バイト先に突然加瀬くんがやってきたのだ。パリッとした真新しいスーツに身を包んで。

「どしたの加瀬くん、その格好!!」
「ああコレ? そりゃ着るでしょ。仕事探してんだからさあ」
「職安とか行ってるの? いいとこありそう?」
って聞いたら加瀬くんは突然胸を張った。

「決まった!」
「ーーーん??」
「だから就職決まった」

「えええええ!?」

つい叫んじゃって、店長に睨まれる。
「チョ、チョット待って。お水持ってくるから!」
慌ててひっこんで、すぐさまお水を調達。
私はすんごい勢いで彼のテーブルに引き返した。

「どーぞ!」
「ありがと」

悠々と美味しそうに水を飲む加瀬くんの顔は晴れ晴れとしている。
「それでそれで・・決まったって、ドコに!?」
「小野製作所」
「ーーーなんか聞いたことあるな」
「ロボット作らしてもらってたとこだよ。覚えてる?」
「あ・・!」
ハッとする私をみつめて、加瀬くんが嬉しそうにうんうんって頷いた。
「今日、坂川行ってたんだ。

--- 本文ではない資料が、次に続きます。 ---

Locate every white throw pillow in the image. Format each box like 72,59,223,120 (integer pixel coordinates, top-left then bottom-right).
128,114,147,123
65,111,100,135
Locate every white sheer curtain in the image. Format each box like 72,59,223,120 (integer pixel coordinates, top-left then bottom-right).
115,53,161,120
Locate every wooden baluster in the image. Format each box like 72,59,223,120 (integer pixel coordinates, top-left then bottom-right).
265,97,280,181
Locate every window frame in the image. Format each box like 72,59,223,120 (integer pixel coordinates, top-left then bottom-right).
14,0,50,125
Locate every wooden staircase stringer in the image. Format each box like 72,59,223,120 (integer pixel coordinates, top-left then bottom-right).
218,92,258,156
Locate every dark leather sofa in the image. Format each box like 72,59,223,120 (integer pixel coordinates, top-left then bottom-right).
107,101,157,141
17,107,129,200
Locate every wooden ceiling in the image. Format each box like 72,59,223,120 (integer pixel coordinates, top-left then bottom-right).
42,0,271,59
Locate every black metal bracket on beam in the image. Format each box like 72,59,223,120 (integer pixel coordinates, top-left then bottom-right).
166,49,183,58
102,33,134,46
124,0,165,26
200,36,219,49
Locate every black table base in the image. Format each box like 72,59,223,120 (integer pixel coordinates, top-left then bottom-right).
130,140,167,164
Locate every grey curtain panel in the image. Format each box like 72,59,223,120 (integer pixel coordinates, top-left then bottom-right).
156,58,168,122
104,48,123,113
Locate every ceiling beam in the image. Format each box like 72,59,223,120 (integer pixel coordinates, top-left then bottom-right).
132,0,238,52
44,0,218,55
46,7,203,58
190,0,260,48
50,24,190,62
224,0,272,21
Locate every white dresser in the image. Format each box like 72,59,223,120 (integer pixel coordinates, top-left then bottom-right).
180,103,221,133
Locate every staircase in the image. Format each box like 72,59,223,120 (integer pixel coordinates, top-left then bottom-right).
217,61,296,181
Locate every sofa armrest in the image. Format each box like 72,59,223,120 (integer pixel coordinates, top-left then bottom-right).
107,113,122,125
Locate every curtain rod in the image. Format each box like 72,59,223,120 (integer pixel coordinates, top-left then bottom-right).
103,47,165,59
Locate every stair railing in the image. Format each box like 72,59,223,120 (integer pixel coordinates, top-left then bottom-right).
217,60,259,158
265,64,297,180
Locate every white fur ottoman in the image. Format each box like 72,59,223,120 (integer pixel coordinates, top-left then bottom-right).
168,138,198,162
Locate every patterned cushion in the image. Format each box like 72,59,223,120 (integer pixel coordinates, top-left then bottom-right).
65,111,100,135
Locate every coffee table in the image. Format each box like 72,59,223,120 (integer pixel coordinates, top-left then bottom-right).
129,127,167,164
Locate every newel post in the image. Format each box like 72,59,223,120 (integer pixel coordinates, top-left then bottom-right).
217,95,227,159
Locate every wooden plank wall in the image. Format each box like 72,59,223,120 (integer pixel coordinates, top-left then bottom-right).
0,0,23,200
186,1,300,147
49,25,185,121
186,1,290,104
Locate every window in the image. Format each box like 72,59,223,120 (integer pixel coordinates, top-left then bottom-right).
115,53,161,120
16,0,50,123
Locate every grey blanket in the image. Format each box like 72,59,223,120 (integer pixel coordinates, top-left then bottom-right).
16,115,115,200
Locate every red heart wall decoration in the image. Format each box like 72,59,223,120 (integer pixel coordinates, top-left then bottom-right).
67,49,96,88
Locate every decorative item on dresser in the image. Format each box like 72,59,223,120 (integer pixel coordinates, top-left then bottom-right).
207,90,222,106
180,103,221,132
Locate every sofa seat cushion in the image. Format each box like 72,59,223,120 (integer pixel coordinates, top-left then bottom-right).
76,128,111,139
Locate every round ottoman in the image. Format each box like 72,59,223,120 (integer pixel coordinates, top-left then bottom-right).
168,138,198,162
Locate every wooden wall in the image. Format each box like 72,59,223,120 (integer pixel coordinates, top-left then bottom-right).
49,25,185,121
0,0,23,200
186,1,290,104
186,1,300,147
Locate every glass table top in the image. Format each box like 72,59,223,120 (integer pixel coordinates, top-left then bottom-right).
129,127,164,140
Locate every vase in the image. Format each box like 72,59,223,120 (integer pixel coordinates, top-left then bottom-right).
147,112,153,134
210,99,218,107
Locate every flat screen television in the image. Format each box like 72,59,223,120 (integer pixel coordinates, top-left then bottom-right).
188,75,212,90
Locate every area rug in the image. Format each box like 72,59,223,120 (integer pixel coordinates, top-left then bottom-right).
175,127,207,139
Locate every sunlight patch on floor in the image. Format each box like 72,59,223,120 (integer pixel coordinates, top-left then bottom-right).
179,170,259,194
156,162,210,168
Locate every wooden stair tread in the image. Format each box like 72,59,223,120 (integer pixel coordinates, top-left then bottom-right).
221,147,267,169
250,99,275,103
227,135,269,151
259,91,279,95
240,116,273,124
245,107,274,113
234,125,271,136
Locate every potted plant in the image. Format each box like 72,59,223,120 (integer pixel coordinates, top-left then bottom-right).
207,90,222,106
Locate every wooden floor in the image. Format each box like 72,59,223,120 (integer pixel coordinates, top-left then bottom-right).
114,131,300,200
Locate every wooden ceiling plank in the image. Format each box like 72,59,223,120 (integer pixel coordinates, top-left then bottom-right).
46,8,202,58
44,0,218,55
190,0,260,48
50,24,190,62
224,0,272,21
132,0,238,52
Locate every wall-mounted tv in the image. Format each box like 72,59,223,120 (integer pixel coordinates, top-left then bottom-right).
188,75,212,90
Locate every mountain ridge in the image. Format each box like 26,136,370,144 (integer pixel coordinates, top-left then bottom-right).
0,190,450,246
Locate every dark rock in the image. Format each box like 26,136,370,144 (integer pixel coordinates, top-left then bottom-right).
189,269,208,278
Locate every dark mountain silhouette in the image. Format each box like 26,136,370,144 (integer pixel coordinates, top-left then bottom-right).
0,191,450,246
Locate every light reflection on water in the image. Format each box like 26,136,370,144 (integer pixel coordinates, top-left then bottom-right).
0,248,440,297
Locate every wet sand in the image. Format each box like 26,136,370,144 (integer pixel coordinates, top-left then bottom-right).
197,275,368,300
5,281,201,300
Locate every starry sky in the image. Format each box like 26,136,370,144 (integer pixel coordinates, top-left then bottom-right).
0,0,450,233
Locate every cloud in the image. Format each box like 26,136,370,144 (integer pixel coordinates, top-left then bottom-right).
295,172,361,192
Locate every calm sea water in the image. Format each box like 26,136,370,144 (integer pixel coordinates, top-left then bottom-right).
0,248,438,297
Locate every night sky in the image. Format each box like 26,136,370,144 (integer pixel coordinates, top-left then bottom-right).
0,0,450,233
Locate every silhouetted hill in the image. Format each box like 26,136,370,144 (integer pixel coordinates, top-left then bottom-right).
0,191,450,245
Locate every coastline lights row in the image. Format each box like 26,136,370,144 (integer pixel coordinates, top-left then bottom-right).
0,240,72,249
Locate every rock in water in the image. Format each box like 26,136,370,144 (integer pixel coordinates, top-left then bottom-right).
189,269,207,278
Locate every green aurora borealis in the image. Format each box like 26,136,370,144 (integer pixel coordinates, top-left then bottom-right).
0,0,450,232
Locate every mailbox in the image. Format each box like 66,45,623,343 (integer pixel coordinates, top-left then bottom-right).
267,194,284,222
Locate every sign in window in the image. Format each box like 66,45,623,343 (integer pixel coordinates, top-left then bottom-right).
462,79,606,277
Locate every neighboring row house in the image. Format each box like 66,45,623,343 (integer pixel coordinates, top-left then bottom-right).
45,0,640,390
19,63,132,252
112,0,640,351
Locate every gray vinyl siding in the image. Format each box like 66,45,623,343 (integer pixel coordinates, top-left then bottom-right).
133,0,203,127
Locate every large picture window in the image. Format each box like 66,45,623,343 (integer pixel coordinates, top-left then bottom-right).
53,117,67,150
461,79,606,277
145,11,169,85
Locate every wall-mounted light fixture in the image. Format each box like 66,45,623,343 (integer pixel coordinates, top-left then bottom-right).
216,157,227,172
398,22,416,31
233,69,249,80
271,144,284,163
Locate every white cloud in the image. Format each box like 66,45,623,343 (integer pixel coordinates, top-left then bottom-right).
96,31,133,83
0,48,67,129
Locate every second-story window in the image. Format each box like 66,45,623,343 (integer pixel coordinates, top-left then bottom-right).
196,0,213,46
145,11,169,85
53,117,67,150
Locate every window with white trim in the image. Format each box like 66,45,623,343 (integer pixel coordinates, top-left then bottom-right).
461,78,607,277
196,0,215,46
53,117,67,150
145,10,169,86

ちゃんと決まったから早く知らせたくて、そのまま報告に来た」
そう言う加瀬くんはパアッって顔を輝かせ、心底ホッとしたような笑顔を浮かべていた。
「今日は泊まれねーんだけど、近々またこっち来るから。そん時詳しく話すな?」

慌ただしく定食を掻き込んだ加瀬くんは、あっという間に帰っていってしまった。